Segundo o despacho do procurador do MP Valter Alves, do Departamento de Investigação e Ação Penal (DIAP) de Lisboa, tais processos “incidiam sobre investigações na área do futebol ou a pessoas relacionadas com este desporto, designadamente inquéritos em curso e em segredo de justiça, em que era visada, ou denunciante, a Sport Lisboa e Benfica – Futebol SAD, ou os seus elementos”.

Os processos pesquisados pelos dois funcionários judiciais, através da plataforma informática Citius, abrangiam também casos “relativos a clubes adversários e seus administradores ou colaboradores”.

O procurador do MP sustenta que os dois funcionários judiciais “tudo fizeram para favorecerem o Benfica e seus elementos nas investigações em curso, permitindo, se necessário, a dissipação antecipada de elementos de prova”.

Agiram com o propósito de evitar que o clube (Benfica) e Paulo Gonçalves fossem acusados, julgados e condenados numa pena, permitindo a destruição ou ocultação de prova”, refere a acusação.

No inquérito, o MP concluiu que, uma vez na posse de tais informações, pretendiam Paulo Gonçalves e a Benfica SAD, presidida por Luís Filipe Vieira, antecipar diligências processuais em que seria visada a Benfica SAD e seus membros, ou obter informações sobre adversários, ou ainda informações antecipadas de decisões judiciais “tudo em benefício da SL Benfica – Futebol SAD”.

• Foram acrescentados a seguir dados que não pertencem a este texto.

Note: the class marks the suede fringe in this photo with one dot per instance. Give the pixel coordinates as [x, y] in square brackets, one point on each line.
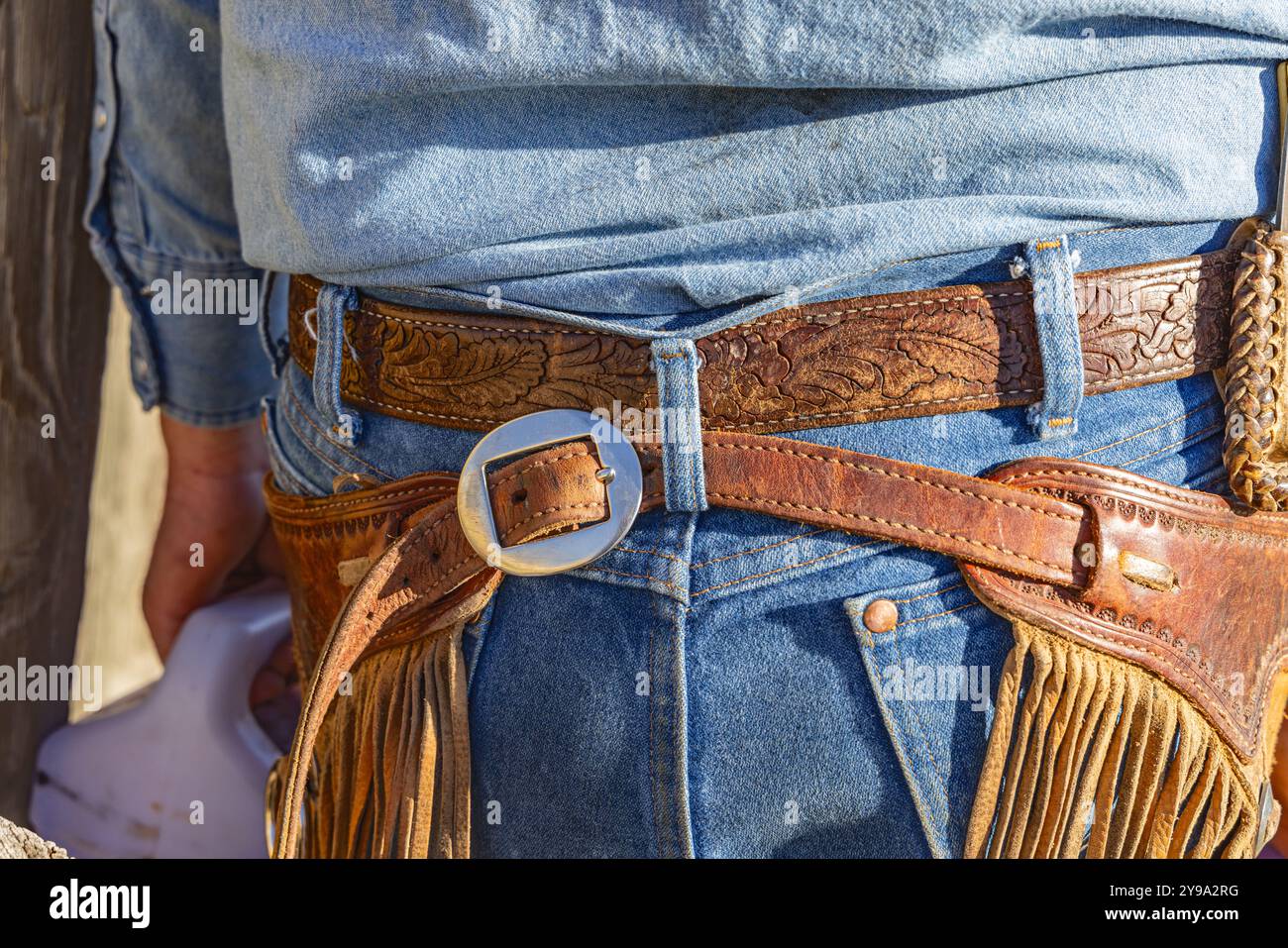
[390, 777]
[1090, 756]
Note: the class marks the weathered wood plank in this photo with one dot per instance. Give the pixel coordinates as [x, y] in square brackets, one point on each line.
[53, 311]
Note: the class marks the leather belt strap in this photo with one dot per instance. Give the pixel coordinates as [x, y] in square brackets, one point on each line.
[960, 348]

Também em benefício e no interesse da SL Benfica -Futebol SAD, Paulo Gonçalves e a Benfica SAD, foram oferecendo, pelo menos, nas épocas desportivas 2016/2017 e 2017/2018, e até 03 de março de 2018, convites e produtos de merchandising a Júlio Loureiro, de forma a criar condições de permeabilidade por parte deste observador de arbitragem, tendo em vista decisões favoráveis, conhecimento privilegiado de informações desportivas e de pessoas e contactos ligados à arbitragem”, descreve a acusação do DIAP de Lisboa.

Como recompensa, adianta o MP, os dois funcionários judiciais receberam da Benfica SAD, através de Paulo Gonçalves, ou algum intermediário deste, “convites e bilhetes para assistirem gratuitamente a jogos de futebol no Estádio da Luz, em Lisboa, designadamente no 'Anel VIP', incluindo acesso a lounge com comida e bebida e parqueamento automóvel”.

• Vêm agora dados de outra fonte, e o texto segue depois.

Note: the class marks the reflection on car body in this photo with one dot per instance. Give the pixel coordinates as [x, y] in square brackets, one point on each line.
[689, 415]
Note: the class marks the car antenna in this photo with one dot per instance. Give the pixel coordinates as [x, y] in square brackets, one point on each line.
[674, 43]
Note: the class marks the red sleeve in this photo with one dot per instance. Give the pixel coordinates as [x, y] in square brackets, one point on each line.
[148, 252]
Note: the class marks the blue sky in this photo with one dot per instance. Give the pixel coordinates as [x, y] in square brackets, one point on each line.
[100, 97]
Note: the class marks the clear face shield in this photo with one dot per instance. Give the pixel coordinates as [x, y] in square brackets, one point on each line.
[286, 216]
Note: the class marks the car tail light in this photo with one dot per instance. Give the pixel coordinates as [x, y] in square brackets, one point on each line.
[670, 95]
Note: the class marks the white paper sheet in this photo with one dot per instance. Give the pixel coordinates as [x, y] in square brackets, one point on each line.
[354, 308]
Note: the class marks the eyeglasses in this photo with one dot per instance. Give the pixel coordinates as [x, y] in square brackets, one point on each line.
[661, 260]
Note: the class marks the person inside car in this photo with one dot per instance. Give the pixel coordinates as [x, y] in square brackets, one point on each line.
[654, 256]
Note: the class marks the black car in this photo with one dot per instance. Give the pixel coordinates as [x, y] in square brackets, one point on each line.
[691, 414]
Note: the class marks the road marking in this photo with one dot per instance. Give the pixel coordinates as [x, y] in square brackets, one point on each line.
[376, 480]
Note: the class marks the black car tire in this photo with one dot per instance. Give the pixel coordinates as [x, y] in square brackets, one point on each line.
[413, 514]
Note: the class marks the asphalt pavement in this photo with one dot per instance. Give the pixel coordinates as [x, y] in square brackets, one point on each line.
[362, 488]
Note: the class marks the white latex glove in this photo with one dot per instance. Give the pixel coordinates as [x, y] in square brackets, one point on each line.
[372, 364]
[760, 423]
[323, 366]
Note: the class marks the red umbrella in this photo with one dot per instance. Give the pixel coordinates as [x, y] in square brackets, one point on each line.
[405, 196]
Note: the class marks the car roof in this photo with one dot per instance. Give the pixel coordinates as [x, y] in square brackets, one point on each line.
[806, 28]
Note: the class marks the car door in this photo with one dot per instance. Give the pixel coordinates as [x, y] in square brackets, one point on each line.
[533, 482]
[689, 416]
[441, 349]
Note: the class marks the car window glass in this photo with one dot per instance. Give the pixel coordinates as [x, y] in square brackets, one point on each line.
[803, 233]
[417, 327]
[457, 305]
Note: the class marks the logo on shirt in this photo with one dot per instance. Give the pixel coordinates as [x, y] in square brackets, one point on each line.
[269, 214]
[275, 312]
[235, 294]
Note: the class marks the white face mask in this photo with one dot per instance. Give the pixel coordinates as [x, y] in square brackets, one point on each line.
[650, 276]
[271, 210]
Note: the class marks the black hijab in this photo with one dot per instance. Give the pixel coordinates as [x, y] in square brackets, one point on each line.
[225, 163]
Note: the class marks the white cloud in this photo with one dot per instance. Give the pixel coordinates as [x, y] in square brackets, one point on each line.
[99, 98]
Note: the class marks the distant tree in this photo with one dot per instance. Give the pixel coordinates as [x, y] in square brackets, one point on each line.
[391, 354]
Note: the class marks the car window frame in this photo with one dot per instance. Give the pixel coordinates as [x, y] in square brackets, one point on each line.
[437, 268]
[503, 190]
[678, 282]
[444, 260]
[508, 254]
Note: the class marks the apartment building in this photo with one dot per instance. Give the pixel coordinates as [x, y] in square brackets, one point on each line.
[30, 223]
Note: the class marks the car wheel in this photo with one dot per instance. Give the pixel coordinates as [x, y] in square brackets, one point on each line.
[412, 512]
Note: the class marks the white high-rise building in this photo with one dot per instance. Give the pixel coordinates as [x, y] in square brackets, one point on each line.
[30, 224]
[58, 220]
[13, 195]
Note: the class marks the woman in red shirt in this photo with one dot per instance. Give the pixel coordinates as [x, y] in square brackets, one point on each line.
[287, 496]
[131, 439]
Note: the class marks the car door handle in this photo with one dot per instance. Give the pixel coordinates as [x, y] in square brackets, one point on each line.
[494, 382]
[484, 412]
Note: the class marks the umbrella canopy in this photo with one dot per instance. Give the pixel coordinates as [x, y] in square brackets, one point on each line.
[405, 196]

Estes dois arguidos terão ainda recebido indevidamente, segundo a acusação, produtos de merchandising, “como camisolas e casacos da equipa de futebol, e ainda promessa de contrato de trabalho no Museu Cosme Damião, pertencente ao Benfica, para um sobrinho de José Silva, assim como tratamento privilegiado no Estádio da Luz, designadamente acesso a espaços reservados para contacto com os jogadores da equipa principal de futebol”.

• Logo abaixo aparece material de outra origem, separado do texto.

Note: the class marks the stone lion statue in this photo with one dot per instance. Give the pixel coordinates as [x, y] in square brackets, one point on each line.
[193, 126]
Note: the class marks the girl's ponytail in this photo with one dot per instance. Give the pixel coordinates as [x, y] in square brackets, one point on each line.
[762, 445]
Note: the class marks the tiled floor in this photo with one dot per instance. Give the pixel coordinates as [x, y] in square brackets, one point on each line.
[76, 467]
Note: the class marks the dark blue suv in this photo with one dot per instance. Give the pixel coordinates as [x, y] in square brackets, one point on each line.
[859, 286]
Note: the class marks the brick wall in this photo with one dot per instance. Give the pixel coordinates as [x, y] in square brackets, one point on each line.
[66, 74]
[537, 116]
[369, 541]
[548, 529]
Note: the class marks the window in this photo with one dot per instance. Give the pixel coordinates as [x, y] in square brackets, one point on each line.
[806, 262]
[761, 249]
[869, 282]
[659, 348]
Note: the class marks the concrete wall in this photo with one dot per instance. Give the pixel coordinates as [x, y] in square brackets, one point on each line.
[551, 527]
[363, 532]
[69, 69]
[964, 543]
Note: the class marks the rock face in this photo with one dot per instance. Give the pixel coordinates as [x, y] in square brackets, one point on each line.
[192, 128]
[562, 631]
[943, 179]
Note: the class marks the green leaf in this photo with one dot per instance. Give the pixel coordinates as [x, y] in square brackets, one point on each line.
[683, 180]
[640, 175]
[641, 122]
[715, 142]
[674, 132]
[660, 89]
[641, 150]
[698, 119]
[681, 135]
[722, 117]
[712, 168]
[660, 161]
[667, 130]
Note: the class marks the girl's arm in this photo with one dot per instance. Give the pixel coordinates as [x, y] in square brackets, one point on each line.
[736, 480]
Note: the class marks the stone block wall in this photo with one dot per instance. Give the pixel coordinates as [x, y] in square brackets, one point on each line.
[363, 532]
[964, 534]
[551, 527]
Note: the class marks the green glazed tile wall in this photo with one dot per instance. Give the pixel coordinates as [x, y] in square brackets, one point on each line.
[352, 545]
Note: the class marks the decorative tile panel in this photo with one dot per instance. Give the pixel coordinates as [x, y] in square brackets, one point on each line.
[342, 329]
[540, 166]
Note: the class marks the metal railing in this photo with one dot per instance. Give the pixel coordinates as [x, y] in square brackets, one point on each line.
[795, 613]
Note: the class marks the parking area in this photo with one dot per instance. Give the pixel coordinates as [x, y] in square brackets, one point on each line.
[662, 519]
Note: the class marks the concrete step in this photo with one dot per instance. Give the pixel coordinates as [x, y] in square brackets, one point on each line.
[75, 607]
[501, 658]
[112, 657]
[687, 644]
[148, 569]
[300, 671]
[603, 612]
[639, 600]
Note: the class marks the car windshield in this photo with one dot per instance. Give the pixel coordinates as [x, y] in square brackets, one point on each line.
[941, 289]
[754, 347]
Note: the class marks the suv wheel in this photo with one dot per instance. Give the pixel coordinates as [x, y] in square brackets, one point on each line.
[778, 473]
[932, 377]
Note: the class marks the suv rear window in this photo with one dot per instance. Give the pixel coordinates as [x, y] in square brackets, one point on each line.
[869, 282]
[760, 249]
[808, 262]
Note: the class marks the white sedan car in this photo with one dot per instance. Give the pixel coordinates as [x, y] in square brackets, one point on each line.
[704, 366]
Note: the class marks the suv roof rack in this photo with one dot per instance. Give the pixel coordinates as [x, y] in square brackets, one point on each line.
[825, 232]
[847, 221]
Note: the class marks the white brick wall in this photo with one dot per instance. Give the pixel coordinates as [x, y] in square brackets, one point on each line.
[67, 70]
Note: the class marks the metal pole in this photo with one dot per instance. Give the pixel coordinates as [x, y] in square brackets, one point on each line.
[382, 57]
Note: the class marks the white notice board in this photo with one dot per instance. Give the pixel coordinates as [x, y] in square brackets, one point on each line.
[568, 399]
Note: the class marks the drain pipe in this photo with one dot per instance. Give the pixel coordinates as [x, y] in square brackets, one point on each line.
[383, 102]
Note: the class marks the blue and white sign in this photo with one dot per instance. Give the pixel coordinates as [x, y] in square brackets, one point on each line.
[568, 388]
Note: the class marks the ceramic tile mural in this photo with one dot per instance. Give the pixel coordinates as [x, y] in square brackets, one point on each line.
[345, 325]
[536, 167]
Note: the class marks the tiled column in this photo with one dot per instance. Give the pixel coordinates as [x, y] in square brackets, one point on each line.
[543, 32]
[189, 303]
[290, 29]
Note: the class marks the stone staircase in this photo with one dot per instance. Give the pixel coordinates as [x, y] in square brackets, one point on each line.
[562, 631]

O MP concluiu que os arguidos José Silva e Júlio Loureiro fizeram uso das suas funções nos tribunais “para obter recompensas que lhes não eram devidas, sabendo assim que violavam os seus deveres legais e funcionais”.

Júlio Loureiro, acrescenta a acusação, pretendeu ainda utilizar as suas funções de observador de arbitragem, que exercia junto da Federação e da Liga Portuguesa de Futebol, “para obter proveitos para si, que sabia que não podia receber e a que não tinha direito”.

Paulo Gonçalves e a Benfica SAD bem conheciam as funções públicas exercidas pelos funcionários e bem sabiam que estes, com as condutas descritas, que, os beneficiaram, violavam os seus deveres funcionais e legais”, sublinha a acusação do DIAP de Lisboa.

O DIAP de Lisboa entende ainda que bem sabiam, Paulo Gonçalves e a Benfica SAD, “que não podiam atuar daquela forma e que as ofertas que entregavam aos funcionários [judiciais] e observador de arbitragem (…) eram contrárias às regras do funcionamento transparente dos serviços e aos deveres funcionais inerentes aos cargos” que aqueles desempenhavam.

Fizeram-no de forma a condicioná-los e, assim, a obterem informações reservadas a que não tinham direito, não se coibindo de atuar daquela forma, o que quiseram e conseguiram para benefício dos próprios”, salienta o despacho de acusação.

O Benfica reagiu em comunicado à acusação, prometendo “desmontar” as “absurdas e injustificadas imputações”.